Nous devons consider l.I.A comme un stagiaire brillant mais maladroit :

  • rapide, zélé et polyvalent ;
  • mais dépourvu de jugement clinique, d'empathie et de capacité à intégrer des facteurs humains complexes.

Cela signifie que notre rôle ne diminue pas : il évolue. Les théérapeutes qui ont supervisé, affiner et orienter les productions de l'IA pourront dégager plus de temps pour l'expression de notre métier :

  • construire des relations thérapeutiques ;
  • mise en œuvre des interventions personnalisées ;
  • prendre des décisions cliniques claires.
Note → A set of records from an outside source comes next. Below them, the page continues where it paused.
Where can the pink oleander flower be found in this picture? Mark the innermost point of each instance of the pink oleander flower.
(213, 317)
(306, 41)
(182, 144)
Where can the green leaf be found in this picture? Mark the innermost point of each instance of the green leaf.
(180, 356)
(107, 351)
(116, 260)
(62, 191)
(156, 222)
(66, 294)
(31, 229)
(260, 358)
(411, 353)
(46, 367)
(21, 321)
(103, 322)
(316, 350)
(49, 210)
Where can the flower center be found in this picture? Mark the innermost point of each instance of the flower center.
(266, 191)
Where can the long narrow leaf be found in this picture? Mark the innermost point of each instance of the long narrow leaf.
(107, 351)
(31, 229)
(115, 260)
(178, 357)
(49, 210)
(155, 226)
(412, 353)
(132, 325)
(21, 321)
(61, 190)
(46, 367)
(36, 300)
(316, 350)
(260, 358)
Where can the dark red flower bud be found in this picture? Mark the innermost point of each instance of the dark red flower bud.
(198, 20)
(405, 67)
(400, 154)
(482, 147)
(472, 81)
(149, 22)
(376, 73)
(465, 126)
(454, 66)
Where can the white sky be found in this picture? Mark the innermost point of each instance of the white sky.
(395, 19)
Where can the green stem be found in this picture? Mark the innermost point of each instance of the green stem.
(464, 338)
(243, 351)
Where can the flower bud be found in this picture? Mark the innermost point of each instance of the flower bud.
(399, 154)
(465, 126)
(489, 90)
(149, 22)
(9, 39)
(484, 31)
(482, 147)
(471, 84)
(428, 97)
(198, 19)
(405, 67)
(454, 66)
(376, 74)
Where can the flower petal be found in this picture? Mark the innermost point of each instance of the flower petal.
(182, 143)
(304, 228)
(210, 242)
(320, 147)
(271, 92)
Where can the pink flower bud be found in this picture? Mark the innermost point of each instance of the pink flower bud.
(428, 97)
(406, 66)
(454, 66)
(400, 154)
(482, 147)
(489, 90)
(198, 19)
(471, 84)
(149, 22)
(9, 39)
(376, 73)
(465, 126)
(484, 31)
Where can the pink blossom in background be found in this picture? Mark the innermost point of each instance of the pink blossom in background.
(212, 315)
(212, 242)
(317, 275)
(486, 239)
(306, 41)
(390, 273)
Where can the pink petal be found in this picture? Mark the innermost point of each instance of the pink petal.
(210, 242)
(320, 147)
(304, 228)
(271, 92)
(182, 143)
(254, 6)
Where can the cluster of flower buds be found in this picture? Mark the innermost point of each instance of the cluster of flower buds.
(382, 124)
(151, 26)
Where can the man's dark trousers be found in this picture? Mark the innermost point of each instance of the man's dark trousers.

Au lieu d'être submergés par la paperasserie, nous pourrons poursuivre d'avantage d'énergie à :

  • L'accompagnement direct des patients ;
  • le coaching des familles ;
  • L'innovation dans nos pratiques thérapeutiques.

Perspectives

Certains experts en IA prevoient qu'à l'horizon 2026, l'IA pourrait égaler les humains dans la plupart des tâches économiques antérieures. Bien que cela puisse semble alarmant, cela ne signifie pas que les thérapeutes disparaît du marché du travail. Cela vut plutôt dire que les deux qui appréhendent à intégrer effectivement l'IA s'apanouiront, tant que les deux qui résisteront peuvent avoir du mal à suivre.

Le message à retenir pour nous est clair :

  • i) Il n ' est pas là pour remplacer les emplois en thérapie;
  • elle est là pour transformer notre travail ;
  • les théérapeutes qui réussiront séront ceux qui pourront utiliser l'IA comme un outil d'efficacité, et non comme un substitut aux compétences humaines.

Réflexion finale

En tant que thérapeutes, notre travail repose sur l'empathie, la créativité et une compréhension nuancée — des qualités qu'aucune IA ne peut reproduire. Mais l'IA peut nous libérer des tâches répétitives, nous donner un accès plus rapide aux ressources et nous aider à Innover dans la prestation de services.

L'avenir de la thérapie n'est pas l'IA à notre place, mais l'IA à nos côtés. Et cette collaboration, si elle est utilisée avec sage, peut nous offrir plus de temps, plus d'outils et, en fin de compte, un impact plus grand pour les personnes que nous accompagnons.